Thursday, November 12, 2009

Local Paper Won't Play Ball With Police's Managed News Service

"It's a national form and the purpose of it is to ensure that the material they gather is used for the right purpose, and not used for some later story which is totally unrelated." So says a spokesman from Essex Constabulary as he describes an indemnity form used by the force which local media organisations were asked to sign before being giving access to a police photocall at a recently-discovered huge cannabis factory.

Although most media organisations signed the form, the Epping Forest Guardian declined to do so and was therefore barred from the photocall. Among other things, the indemnity form asked media companies to guarantee that material would not be "archived" for future use and would be used only in connection with the immediate "purpose" of the photocall. It also asked them to give an undertaking that no material would be used in a way that was "detrimental" to the Essex Constabulary.

Local editor Anthony Longden responds: "Our policy on indemnity forms is certainly nothing new - we don't sign them because they make what we consider to be unreasonable demands, and we prefer to protect our independence and our journalistic material."

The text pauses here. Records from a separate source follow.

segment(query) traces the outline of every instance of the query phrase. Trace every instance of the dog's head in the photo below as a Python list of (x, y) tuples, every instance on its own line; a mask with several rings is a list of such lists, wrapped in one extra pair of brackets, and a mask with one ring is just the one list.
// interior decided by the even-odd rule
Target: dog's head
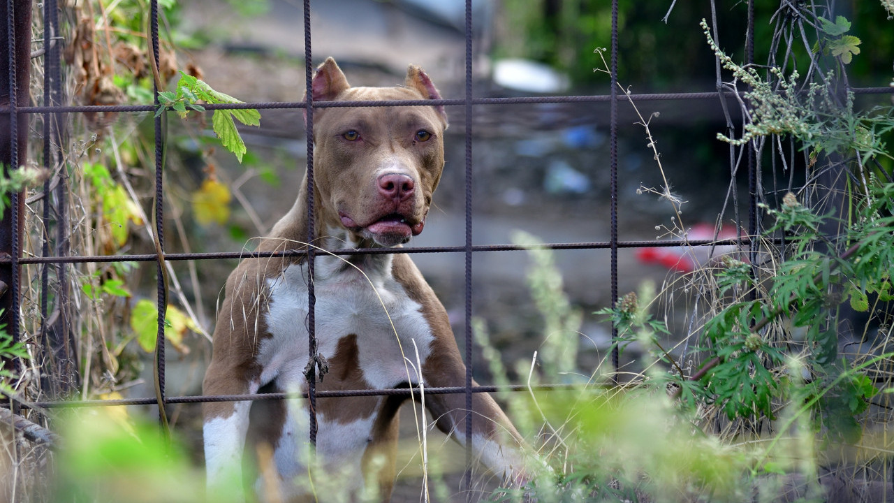
[[(312, 89), (314, 101), (441, 98), (417, 66), (403, 86), (352, 88), (333, 58)], [(443, 107), (325, 107), (313, 119), (320, 219), (365, 245), (394, 246), (421, 233), (444, 166)]]

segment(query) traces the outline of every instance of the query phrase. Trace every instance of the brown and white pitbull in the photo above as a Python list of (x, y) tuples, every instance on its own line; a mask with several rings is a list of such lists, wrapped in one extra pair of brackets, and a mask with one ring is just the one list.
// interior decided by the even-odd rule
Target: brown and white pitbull
[[(317, 69), (312, 90), (314, 101), (441, 98), (417, 66), (408, 69), (403, 86), (351, 88), (332, 58)], [(422, 232), (444, 166), (443, 107), (321, 108), (314, 113), (313, 126), (316, 246), (392, 247)], [(305, 177), (294, 206), (259, 251), (306, 246), (307, 193)], [(426, 387), (463, 386), (465, 365), (447, 313), (409, 256), (343, 259), (317, 252), (315, 260), (316, 336), (319, 354), (328, 361), (316, 389), (418, 385), (414, 347)], [(307, 390), (307, 268), (304, 259), (250, 259), (230, 275), (204, 394)], [(351, 474), (343, 480), (351, 499), (360, 494), (364, 481), (377, 483), (381, 499), (389, 499), (397, 413), (404, 401), (356, 396), (316, 402), (317, 463)], [(465, 442), (464, 395), (428, 395), (425, 405), (442, 431)], [(476, 394), (473, 410), (475, 453), (494, 473), (517, 480), (522, 473), (519, 432), (488, 395)], [(277, 474), (273, 492), (265, 487), (269, 474), (258, 477), (260, 498), (308, 497), (294, 483), (308, 473), (299, 456), (309, 437), (306, 408), (282, 400), (219, 402), (206, 404), (204, 413), (209, 487), (239, 473), (243, 450), (249, 454), (248, 436), (272, 453)]]

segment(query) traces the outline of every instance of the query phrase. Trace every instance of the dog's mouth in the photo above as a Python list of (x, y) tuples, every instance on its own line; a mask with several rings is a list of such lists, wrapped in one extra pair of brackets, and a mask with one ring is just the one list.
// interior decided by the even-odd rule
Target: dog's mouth
[[(342, 219), (342, 225), (348, 229), (360, 234), (368, 233), (379, 243), (382, 241), (406, 243), (409, 241), (410, 237), (418, 235), (426, 226), (425, 218), (414, 223), (400, 213), (389, 213), (365, 226), (358, 225), (353, 218), (341, 211), (339, 217)], [(366, 232), (364, 233), (364, 231)], [(386, 237), (386, 239), (380, 241), (380, 239), (376, 239), (378, 236)]]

The paper's refusal to sign resulted in it being initially denied access to the location , a fact that a police spokesman commented on: "I am aware that some have refused to sign it but they have missed out on a major opportunity. For this particular newspaper, it was probably their main story for this week's edition."
The paper subsequently found out the location of the factory and has run several stories on the events there.

The police's attempt to manage this piece of news is regrettable and reflects an unhealthy trend towards curbing freedom of the press. It is unreasonable in a free society that the state/police should be allowed to determine the "purpose" of a news story or proscribe how it should be used in the future.

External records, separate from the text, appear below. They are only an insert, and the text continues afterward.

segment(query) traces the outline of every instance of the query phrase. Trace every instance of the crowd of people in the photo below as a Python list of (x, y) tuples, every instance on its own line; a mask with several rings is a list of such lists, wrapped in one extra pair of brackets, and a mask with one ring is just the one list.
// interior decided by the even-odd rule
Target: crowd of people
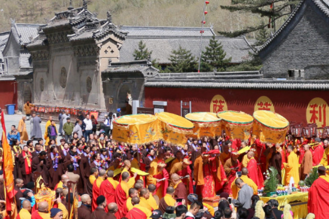
[[(110, 127), (112, 117), (105, 123)], [(328, 141), (317, 138), (289, 135), (283, 143), (273, 144), (251, 137), (231, 139), (224, 133), (189, 137), (182, 147), (161, 140), (127, 145), (113, 140), (111, 128), (96, 133), (96, 121), (89, 115), (72, 122), (63, 112), (59, 119), (57, 131), (49, 117), (42, 136), (41, 120), (32, 113), (30, 139), (22, 138), (25, 116), (18, 129), (13, 125), (8, 132), (17, 218), (288, 219), (293, 215), (290, 205), (281, 211), (277, 201), (260, 200), (263, 173), (273, 167), (283, 185), (298, 185), (313, 166), (329, 161)], [(57, 142), (58, 136), (62, 138)], [(325, 168), (318, 170), (329, 183)], [(5, 200), (2, 170), (0, 177), (0, 200)], [(51, 203), (36, 203), (42, 186), (55, 191)], [(315, 213), (318, 201), (312, 201), (309, 210)], [(212, 202), (218, 203), (218, 210)]]

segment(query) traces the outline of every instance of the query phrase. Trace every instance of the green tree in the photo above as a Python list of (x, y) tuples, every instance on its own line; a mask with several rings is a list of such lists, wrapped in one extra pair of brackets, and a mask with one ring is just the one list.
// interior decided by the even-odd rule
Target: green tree
[(169, 58), (171, 65), (169, 67), (171, 72), (186, 72), (195, 70), (195, 58), (190, 50), (183, 49), (180, 45), (177, 50), (174, 50), (172, 53)]
[(226, 53), (223, 50), (220, 42), (213, 36), (209, 41), (209, 45), (206, 47), (206, 50), (202, 52), (201, 55), (202, 71), (212, 71), (216, 69), (218, 71), (223, 71), (229, 63), (232, 57), (225, 59)]
[(138, 44), (138, 50), (135, 50), (133, 55), (135, 60), (138, 60), (147, 59), (151, 54), (152, 51), (149, 51), (145, 44), (143, 43), (143, 41), (141, 41)]
[(270, 18), (271, 22), (260, 23), (232, 32), (218, 32), (229, 37), (235, 37), (264, 29), (269, 25), (274, 27), (275, 30), (275, 21), (289, 15), (299, 2), (297, 0), (231, 0), (231, 6), (221, 6), (220, 7), (231, 12), (251, 13), (260, 17)]

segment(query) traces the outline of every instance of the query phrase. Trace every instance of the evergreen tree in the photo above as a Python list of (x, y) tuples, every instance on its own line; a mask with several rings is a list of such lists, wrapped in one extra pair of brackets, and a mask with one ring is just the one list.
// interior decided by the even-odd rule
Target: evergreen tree
[(169, 60), (171, 65), (169, 67), (171, 72), (192, 72), (196, 69), (195, 57), (192, 55), (190, 50), (183, 49), (179, 46), (177, 50), (174, 50), (170, 55)]
[[(261, 25), (265, 25), (264, 21), (262, 21)], [(256, 34), (256, 40), (257, 43), (255, 44), (256, 46), (260, 46), (264, 44), (269, 36), (268, 32), (266, 31), (266, 29), (262, 28), (257, 31)]]
[(212, 71), (216, 69), (218, 71), (225, 70), (226, 67), (232, 59), (229, 57), (225, 59), (226, 53), (218, 41), (213, 36), (209, 41), (209, 45), (206, 47), (206, 51), (202, 52), (201, 55), (202, 71)]
[(267, 17), (269, 23), (258, 24), (233, 32), (218, 32), (229, 37), (235, 37), (268, 26), (274, 27), (275, 20), (289, 15), (299, 2), (297, 0), (231, 0), (231, 6), (221, 6), (220, 7), (232, 12), (251, 13), (261, 17)]
[(138, 44), (138, 50), (135, 50), (133, 55), (135, 60), (139, 60), (147, 59), (151, 54), (152, 51), (149, 51), (145, 44), (143, 43), (143, 41), (141, 41)]

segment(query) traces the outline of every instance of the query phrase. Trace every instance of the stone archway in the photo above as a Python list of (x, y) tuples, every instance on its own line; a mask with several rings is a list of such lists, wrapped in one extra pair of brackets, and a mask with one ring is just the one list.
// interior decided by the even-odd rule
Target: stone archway
[(29, 85), (25, 85), (24, 86), (24, 93), (23, 94), (23, 99), (24, 99), (24, 103), (26, 101), (32, 102), (32, 91), (31, 90), (31, 87)]

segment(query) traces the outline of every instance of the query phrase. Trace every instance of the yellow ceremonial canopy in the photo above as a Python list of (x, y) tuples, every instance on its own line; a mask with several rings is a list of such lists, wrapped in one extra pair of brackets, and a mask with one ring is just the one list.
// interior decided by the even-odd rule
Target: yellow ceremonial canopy
[(113, 122), (113, 140), (143, 144), (159, 139), (156, 118), (149, 114), (123, 116)]
[(183, 146), (187, 135), (193, 132), (193, 123), (183, 117), (167, 112), (155, 114), (155, 117), (158, 120), (160, 138), (172, 144)]
[(261, 142), (272, 143), (284, 141), (289, 122), (283, 116), (271, 111), (260, 110), (253, 113), (253, 135)]
[(215, 113), (208, 112), (191, 113), (185, 115), (185, 118), (192, 122), (193, 137), (214, 137), (221, 135), (221, 119)]
[(231, 138), (248, 139), (252, 128), (251, 116), (242, 112), (227, 111), (217, 113), (217, 116), (222, 119), (222, 128)]

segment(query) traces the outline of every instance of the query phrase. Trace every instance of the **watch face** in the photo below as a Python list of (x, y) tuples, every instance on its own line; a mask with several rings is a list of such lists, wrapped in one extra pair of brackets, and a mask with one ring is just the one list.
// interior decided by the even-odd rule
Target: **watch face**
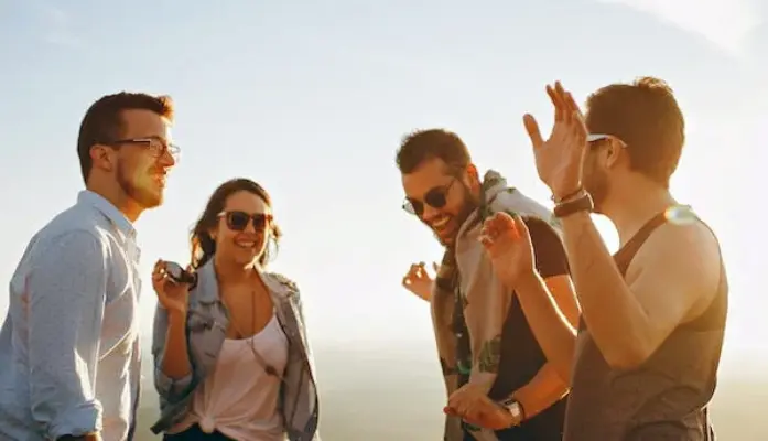
[(520, 409), (520, 404), (517, 401), (512, 401), (509, 405), (507, 405), (507, 409), (509, 410), (509, 413), (512, 415), (515, 418), (520, 418), (522, 417), (522, 409)]

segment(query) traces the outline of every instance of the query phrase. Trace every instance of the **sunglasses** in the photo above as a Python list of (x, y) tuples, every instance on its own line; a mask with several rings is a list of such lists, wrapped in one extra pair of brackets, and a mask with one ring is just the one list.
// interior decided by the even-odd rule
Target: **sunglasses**
[(613, 135), (605, 135), (605, 133), (589, 133), (586, 136), (586, 142), (588, 142), (591, 146), (596, 146), (596, 141), (603, 141), (606, 139), (613, 139), (618, 141), (618, 143), (621, 147), (627, 147), (627, 143), (621, 141), (621, 139), (613, 136)]
[(454, 182), (456, 182), (455, 178), (443, 186), (430, 190), (429, 192), (426, 192), (426, 194), (424, 194), (424, 202), (407, 197), (405, 202), (403, 202), (402, 204), (402, 209), (407, 211), (410, 214), (421, 216), (422, 214), (424, 214), (424, 204), (435, 209), (444, 207), (445, 204), (448, 202), (447, 195)]
[(263, 232), (267, 225), (272, 220), (271, 214), (264, 213), (246, 213), (246, 212), (221, 212), (219, 216), (227, 222), (227, 227), (234, 232), (242, 232), (248, 227), (249, 223), (253, 224), (253, 229)]

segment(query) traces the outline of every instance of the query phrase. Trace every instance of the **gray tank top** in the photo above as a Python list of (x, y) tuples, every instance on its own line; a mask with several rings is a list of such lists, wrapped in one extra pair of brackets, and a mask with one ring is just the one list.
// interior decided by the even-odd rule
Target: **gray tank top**
[[(666, 222), (663, 213), (655, 216), (614, 255), (621, 275), (646, 239)], [(608, 366), (582, 320), (563, 439), (714, 440), (707, 405), (723, 347), (727, 292), (721, 259), (720, 287), (708, 309), (678, 326), (640, 368), (628, 372)]]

It's hard enough running a local newspaper these days. The Guardian are therefore to be especially commended for refusing to go along with this attempt by the police to manage the news. Essex police should stop using these indemnity forms and stop trying to control the media in this way.

I appreciate that Thomas Jefferson is not one often quoted this side of the Atlantic. On this matter, however, he has much to to say:

"I would rather be exposed to the inconveniences attending too much liberty than those attending too small a degree of it."


"Information is the currency of democracy."